In this paper, the authors proposed the modification to the famous IMS (Intriligator-Morrison-Seiberg) prepotential based on the careful consideration of the quantization of the Chern-Simons level including the background gauge field for global symmetry. Also, the new prepotential is shown to be derived from the limit of the prepotential for the four dimensional gauge theory with Kaluza-Klein modes. This would be a very big impact to this field of study because so many papers had used the IMS prepotential until recently. This modification can be regarded as the redefinition of parameters for the SU(N) gauge theory. As stated in the paper, the extra (vev)(vev)(vev) term looks like the half integer shift of Chern-Simons level. Also, the difference in the form of (mass)(vev)(vev) can be absorbed by shifting the inverse bare coupling square by the mass parameters with half integer coefficients. The term (mass)(mass)(vev) will vanish due to traceless condition of SU(N). Therefore, from the point of view of this paper, the literatures in the past were identifying Chern-Simons level and the bare coupling in a confusing way.

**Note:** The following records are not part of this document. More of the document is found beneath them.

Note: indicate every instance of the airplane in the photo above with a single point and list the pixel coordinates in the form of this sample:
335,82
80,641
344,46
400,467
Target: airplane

Based on the new parametrization, this paper also clarified how we should parametrize Kahler parameters in terms of the parameters in the corresponding gauge theory including Chern-Simons level and bare coupling. Many of the past literatures, including the ones studying (p,q) 5-brane webs, used different parametrization than this paper in order to make agreement with the IMS prepotential. Although the problem of the parametrization of this kind had been often confusing and controversial when we try to see the consistency between the gauge theory and the geometry or the 5-brane web, the logic in this paper looks consistent and plausible to me.

This paper includes a lot of conceptual improvement about understanding five dimensional supersymmetric gauge theories from Calabi-Yau geometry as well as detailed analysis on the gauge theory phases. Therefore, I recommend this paper for publication after minor revision.

### Requested changes

1- It would be better to mention that the correction to the IMS prepotential made by this paper can be absorbed into the redefinition of the bare coupling as well as Chern-Simons level even for massive case if the gauge group is SU(N):

Since the authors proposed the correction to the IMS prepotential, the readers may wonder what would happen to all the past papers written based on the IMS prepotential. For example, in some of the past literatures (e.g. Aharony-Hanany-Kol) indeed used the IMS prepotential to show the agreement between its first derivative and the area of the face in the corresponding (p,q) 5-brane web diagram even for the massive case. They seem to use different parametrization than this paper, which is expected to be the difference of the parametrization related to the modification of the IMS prepotential. Therefore, agreement will still hold after modifying the parametrization.